President Teddy Roosevelt championed the redesign of American coinage – from the gold Indian series to the St. Gaudens $20 gold Double Eagles. He was a man of action in many areas. He created a strong U.S. Navy fleet, which sailed around the world as a show of American strength. He lived by the motto “speak softly and carry a big stick.”
He also said: “Don’t hit at all if you can help it; don’t hit a man if you can possibly avoid it; but if you do hit him, put him to sleep.”
In light of the recent terrorist attacks in Paris, Mali and elsewhere, President Obama’s previous posture of dismissing ISIS as a “junior varsity” team rings hollow.
On November 13, early on the very day that ISIS terrorists attacked Paris, the President explained to ABC’s Good Morning America host George Stephanopoulos that “we have contained” ISIS.
President Roosevelt would not have dismissed or minimized the enemy so glibly.
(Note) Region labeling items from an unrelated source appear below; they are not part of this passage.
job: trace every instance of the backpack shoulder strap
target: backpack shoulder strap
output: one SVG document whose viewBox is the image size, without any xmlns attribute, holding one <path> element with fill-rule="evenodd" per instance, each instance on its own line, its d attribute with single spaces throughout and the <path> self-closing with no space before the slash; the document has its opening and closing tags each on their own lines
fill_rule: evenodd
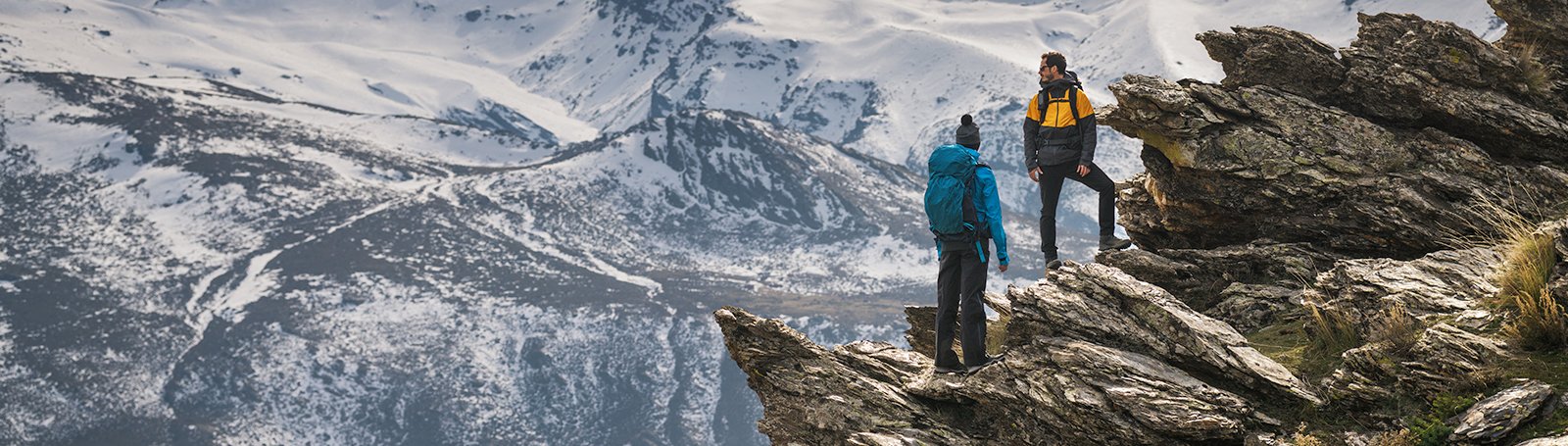
<svg viewBox="0 0 1568 446">
<path fill-rule="evenodd" d="M 1068 108 L 1073 110 L 1073 124 L 1077 124 L 1077 86 L 1068 86 Z"/>
</svg>

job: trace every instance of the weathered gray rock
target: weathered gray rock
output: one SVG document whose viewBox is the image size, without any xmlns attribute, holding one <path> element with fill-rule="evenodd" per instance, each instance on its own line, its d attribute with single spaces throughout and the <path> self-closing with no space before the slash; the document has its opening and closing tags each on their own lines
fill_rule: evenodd
<svg viewBox="0 0 1568 446">
<path fill-rule="evenodd" d="M 991 311 L 996 311 L 997 316 L 999 316 L 999 317 L 988 319 L 986 325 L 994 325 L 999 320 L 1007 320 L 1007 317 L 1011 317 L 1011 314 L 1013 314 L 1011 303 L 1008 303 L 1007 297 L 1004 297 L 1000 294 L 986 292 L 985 294 L 985 305 L 988 308 L 991 308 Z M 905 306 L 903 308 L 903 319 L 905 319 L 905 322 L 909 324 L 909 328 L 903 331 L 903 339 L 906 342 L 909 342 L 909 349 L 914 350 L 916 353 L 935 358 L 935 355 L 936 355 L 936 306 L 916 306 L 916 305 Z M 963 317 L 960 317 L 958 320 L 963 320 Z M 958 334 L 956 334 L 956 333 L 963 333 L 961 330 L 963 330 L 963 324 L 961 322 L 955 322 L 953 324 L 953 333 L 955 333 L 953 334 L 953 352 L 958 353 L 960 358 L 963 358 L 963 355 L 964 355 L 964 349 L 961 345 L 963 342 L 958 339 Z M 1007 331 L 1005 330 L 986 330 L 986 336 L 1007 336 Z"/>
<path fill-rule="evenodd" d="M 1535 438 L 1513 446 L 1568 446 L 1568 435 Z"/>
<path fill-rule="evenodd" d="M 1334 399 L 1377 404 L 1399 394 L 1432 397 L 1472 386 L 1480 374 L 1508 358 L 1504 344 L 1454 325 L 1425 328 L 1410 352 L 1372 342 L 1341 353 L 1344 363 L 1323 380 Z"/>
<path fill-rule="evenodd" d="M 1317 102 L 1328 102 L 1345 82 L 1345 66 L 1334 47 L 1279 27 L 1234 27 L 1234 33 L 1206 31 L 1198 41 L 1225 69 L 1226 86 L 1272 85 Z"/>
<path fill-rule="evenodd" d="M 1264 410 L 1319 397 L 1228 325 L 1105 265 L 1010 287 L 1000 364 L 933 375 L 883 342 L 834 350 L 737 308 L 715 313 L 789 444 L 1190 444 L 1276 429 Z"/>
<path fill-rule="evenodd" d="M 1279 322 L 1284 314 L 1301 308 L 1301 289 L 1272 284 L 1232 283 L 1220 292 L 1220 303 L 1204 314 L 1231 324 L 1236 331 L 1251 333 Z"/>
<path fill-rule="evenodd" d="M 1405 127 L 1435 127 L 1499 160 L 1568 165 L 1568 107 L 1516 55 L 1449 22 L 1361 16 L 1341 50 L 1344 105 Z"/>
<path fill-rule="evenodd" d="M 1008 347 L 1014 339 L 1090 339 L 1226 377 L 1261 394 L 1319 402 L 1295 375 L 1250 347 L 1234 328 L 1121 270 L 1068 262 L 1033 287 L 1008 289 L 1008 297 L 1013 300 Z"/>
<path fill-rule="evenodd" d="M 1496 444 L 1529 421 L 1552 397 L 1552 386 L 1526 380 L 1490 396 L 1458 416 L 1449 435 L 1457 444 Z"/>
<path fill-rule="evenodd" d="M 1163 287 L 1204 314 L 1220 303 L 1236 283 L 1301 287 L 1306 280 L 1334 265 L 1338 258 L 1308 243 L 1254 242 L 1215 250 L 1104 251 L 1094 261 L 1113 265 L 1142 281 Z M 1245 331 L 1245 330 L 1243 330 Z"/>
<path fill-rule="evenodd" d="M 1568 196 L 1559 170 L 1501 163 L 1471 141 L 1383 127 L 1270 86 L 1127 75 L 1110 88 L 1121 104 L 1105 122 L 1146 143 L 1146 173 L 1121 192 L 1120 221 L 1156 251 L 1273 239 L 1414 258 L 1480 221 L 1468 204 L 1491 193 Z"/>
<path fill-rule="evenodd" d="M 1162 251 L 1267 237 L 1408 259 L 1472 231 L 1469 204 L 1568 195 L 1568 107 L 1532 90 L 1527 64 L 1454 24 L 1361 22 L 1339 61 L 1305 35 L 1237 28 L 1201 36 L 1225 85 L 1113 83 L 1104 121 L 1146 143 L 1146 173 L 1120 201 L 1132 239 Z M 1344 82 L 1319 72 L 1341 66 Z"/>
<path fill-rule="evenodd" d="M 1493 248 L 1446 250 L 1414 261 L 1341 261 L 1317 276 L 1305 298 L 1350 317 L 1361 334 L 1370 334 L 1396 305 L 1414 317 L 1454 316 L 1461 325 L 1482 327 L 1496 319 L 1482 300 L 1497 294 L 1491 278 L 1501 264 Z"/>
<path fill-rule="evenodd" d="M 972 443 L 939 419 L 939 408 L 903 391 L 931 367 L 930 358 L 878 342 L 829 352 L 779 320 L 739 308 L 718 309 L 713 319 L 731 358 L 762 399 L 757 429 L 776 444 L 842 444 L 851 437 Z"/>
<path fill-rule="evenodd" d="M 1422 331 L 1410 356 L 1400 361 L 1402 388 L 1435 396 L 1474 385 L 1483 374 L 1508 360 L 1502 341 L 1438 324 Z"/>
</svg>

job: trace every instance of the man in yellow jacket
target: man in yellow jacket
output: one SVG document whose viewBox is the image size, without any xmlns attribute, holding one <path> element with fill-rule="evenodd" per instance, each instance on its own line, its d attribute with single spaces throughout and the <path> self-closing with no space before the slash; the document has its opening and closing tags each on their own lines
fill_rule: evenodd
<svg viewBox="0 0 1568 446">
<path fill-rule="evenodd" d="M 1046 269 L 1062 267 L 1057 258 L 1057 201 L 1062 181 L 1073 179 L 1099 193 L 1099 250 L 1123 250 L 1118 239 L 1116 184 L 1094 165 L 1094 107 L 1088 104 L 1077 74 L 1058 52 L 1040 55 L 1040 93 L 1024 112 L 1024 166 L 1040 184 L 1040 250 Z"/>
</svg>

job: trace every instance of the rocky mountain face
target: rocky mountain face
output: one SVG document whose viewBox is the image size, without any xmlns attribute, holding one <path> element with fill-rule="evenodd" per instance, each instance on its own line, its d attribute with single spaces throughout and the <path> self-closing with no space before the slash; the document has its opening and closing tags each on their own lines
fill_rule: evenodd
<svg viewBox="0 0 1568 446">
<path fill-rule="evenodd" d="M 555 146 L 209 80 L 0 97 L 5 444 L 759 443 L 720 291 L 891 314 L 928 258 L 908 170 L 735 112 Z"/>
<path fill-rule="evenodd" d="M 1551 259 L 1541 294 L 1568 297 L 1568 104 L 1544 36 L 1565 22 L 1540 19 L 1568 5 L 1493 5 L 1510 20 L 1499 42 L 1408 14 L 1361 16 L 1338 50 L 1239 27 L 1198 36 L 1220 83 L 1112 85 L 1104 122 L 1145 141 L 1146 171 L 1120 192 L 1140 250 L 988 295 L 999 364 L 933 374 L 930 308 L 908 309 L 917 350 L 825 349 L 717 311 L 760 430 L 778 444 L 1568 441 L 1552 437 L 1568 427 L 1559 350 L 1524 349 L 1510 334 L 1524 309 L 1499 303 L 1523 245 L 1496 214 L 1548 221 L 1524 232 Z"/>
</svg>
In defining the office of the presidency, he gave good advice to our current leaders and future Presidents:
“The President is merely the most important among a large number of public servants. He should be supported or opposed exactly to the degree which is warranted by his good conduct or bad conduct, his efficiency or inefficiency in rendering loyal, able, and disinterested service to the Nation as a whole. Therefore it is absolutely necessary that there should be full liberty to tell the truth about his acts, and this means that it is exactly as necessary to blame him when he does wrong as to praise him when he does right. Any other attitude in an American citizen is both base and servile. To announce that there must be no criticism of the President, or that all are to stand by the President, right or wrong, is not only unpatriotic and servile, but is morally treasonable to the American public. Nothing but the truth should be spoken about him or anyone else. But it is even more important to tell the truth, pleasant or unpleasant, about him than about anyone else.”
The current aspirants to the presidency should remember those words during the 2016 election campaign.